Alors, dans «La famille Martin», c’est vous ou pas?
Il y a beaucoup de clins d’œil à mes précédents romans, comme une radiographie de thèmes récurrents. Deux sœurs qui se brouillent, une vieille dame qui prend son destin en main, un couple bancal… Il y a une grosse part de moi, mais il s’agit des Martin. Ce patronyme, notez, se dissout dans l’anonymat, c’est le meilleur qu’un psychopathe puisse prendre, impossible à pister sur Facebook, aussi uniforme qu’un appartement-témoin.
N’êtes-vous pas un adepte du subterfuge?
J’ai toujours aimé les paris. Maintenant… que j’aie suivi ce dispositif ou pas, ça relève de l’anecdote. À force de tout organiser pour que cela paraisse authentique, ça le devient un peu. Le mélange prend une texture réaliste. Et n’est-ce pas le plus pur terrain de la littérature?
« Je pars du postulat que toute vie, même la plus ordinaire, peut passionner»
Mais Tolstoï, un de vos auteurs de chevet, ne disait-il pas que les familles heureuses n’ont pas d’histoire?
Et que les familles malheureuses le sont chacune à leur façon, c’est l’ouverture d’«Anna Karénine». Moi, je pars du postulat que toute vie, même la plus ordinaire, peut passionner. Chacun passe par les difficultés vécues par la famille Martin. Les enfants qui grandissent, le désir qui rapetisse, c’est d’une banalité! Pour anodine, cette douleur n’en demeure pas moins une souffrance qui, portée par un individu, peut prendre une dimension inouïe.
Mais vous hésitez entre rires et larmes.
Je voulais montrer combien, de nos jours, nous voulons sans cesse échapper à la contrainte de l’ennui. Mon romancier est obsédé par la quête de divertissement. Il lui faut rendre son bouquin attractif, c’est une question de devoir et moi-même, d’ailleurs, j’obéis à cette loi contemporaine tout en essayant de ne pas faire l’économie du poids tragique quant à mes personnages. C’est mon ode au romanesque.
Jusqu’à l’autodérision: quand le romancier patine, il fait diversion avec une anecdote sur Karl Lagerfeld.
Un petit coup de Lagerfeld, et ça repart, oui! En tout cas, même si quelqu’un n’aime pas mon livre, il apprendra plein de trucs sur ce destin incroyable.

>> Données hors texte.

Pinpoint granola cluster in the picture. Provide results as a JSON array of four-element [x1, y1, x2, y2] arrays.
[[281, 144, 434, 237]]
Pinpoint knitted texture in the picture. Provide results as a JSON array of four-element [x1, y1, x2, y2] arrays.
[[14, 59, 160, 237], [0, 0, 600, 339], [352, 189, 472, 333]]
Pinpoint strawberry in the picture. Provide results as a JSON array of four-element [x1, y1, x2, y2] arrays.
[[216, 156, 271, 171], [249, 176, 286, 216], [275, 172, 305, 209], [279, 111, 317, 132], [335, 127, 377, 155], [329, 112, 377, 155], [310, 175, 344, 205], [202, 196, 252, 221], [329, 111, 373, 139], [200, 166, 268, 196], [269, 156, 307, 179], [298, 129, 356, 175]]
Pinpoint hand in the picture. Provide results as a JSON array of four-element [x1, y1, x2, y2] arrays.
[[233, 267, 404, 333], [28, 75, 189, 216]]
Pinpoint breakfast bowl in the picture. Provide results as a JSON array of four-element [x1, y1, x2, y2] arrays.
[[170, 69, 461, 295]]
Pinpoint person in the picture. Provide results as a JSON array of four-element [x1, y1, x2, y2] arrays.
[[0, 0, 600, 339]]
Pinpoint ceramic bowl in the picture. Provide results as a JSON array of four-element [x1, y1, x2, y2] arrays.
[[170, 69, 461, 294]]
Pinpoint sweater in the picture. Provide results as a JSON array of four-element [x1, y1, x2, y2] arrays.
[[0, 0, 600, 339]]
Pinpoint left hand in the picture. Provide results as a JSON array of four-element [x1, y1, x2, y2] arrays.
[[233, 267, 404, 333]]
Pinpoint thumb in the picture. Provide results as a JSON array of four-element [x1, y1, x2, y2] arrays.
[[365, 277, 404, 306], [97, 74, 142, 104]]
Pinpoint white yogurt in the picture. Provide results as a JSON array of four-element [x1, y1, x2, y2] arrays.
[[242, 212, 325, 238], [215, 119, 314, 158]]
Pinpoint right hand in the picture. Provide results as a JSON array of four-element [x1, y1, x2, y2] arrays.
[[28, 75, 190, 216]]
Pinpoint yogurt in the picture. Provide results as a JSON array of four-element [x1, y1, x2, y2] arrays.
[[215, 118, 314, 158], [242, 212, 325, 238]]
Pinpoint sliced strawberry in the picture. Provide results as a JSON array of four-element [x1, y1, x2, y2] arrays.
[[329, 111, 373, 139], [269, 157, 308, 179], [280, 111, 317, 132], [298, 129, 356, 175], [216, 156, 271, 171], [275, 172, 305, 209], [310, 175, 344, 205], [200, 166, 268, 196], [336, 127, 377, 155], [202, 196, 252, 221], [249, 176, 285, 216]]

«J’ai toujours cru aux vertus de l’humour»
Mais vous, avez-vous des bottes secrètes, comme l’artisan boucher en a pour ficeler son jambon?
J’adore cette image, car je ne suis pas l’«Écrivain littéraire». Moi, je n’ai pas écrit avant l’âge de 16 ans. Sans avoir jamais eu le sentiment que l’écriture s’apprenne, je la sais liée à un savoir-faire un peu étrange. C’est dans ce laboratoire romanesque que ce livre furète.
Avec la lucidité de douter: «Les gens vont-ils vraiment lire ça?»
Là, je vais à l’encontre de mon parcours. Prenez «La délicatesse», qui a dépassé le million d’exemplaires. Si j’avais été obsédé par la rentabilité, le succès, je me serais répété. Au contraire, j’ai toujours eu besoin de me réinventer ailleurs, dans des allers-retours vers la légèreté. Quand j’écris «Charlotte», poétique, sombre, je pensais même que mes lecteurs ne suivraient pas.
Reste que vous restez en connivence avec le lecteur, plus qu’avec les critiques qui «massacrent».
J’ai toujours cru aux vertus de l’humour. Je pousse à fond le gag de l’auteur obligé de parler de lui car il n’a pas le choix et qui finit débordé par ses créatures. Cette énergie du risible me plaisait, jusqu’à mettre en scène la méchanceté un peu gratuite dont «Le masque et la plume» a pu user contre moi ou Joël Dicker, Olivier Adam. Quant à la connivence entre le lecteur et l’auteur, c’est à mi-chemin que le livre se crée.
«La famille Martin», Éd. Gallimard, 240 p.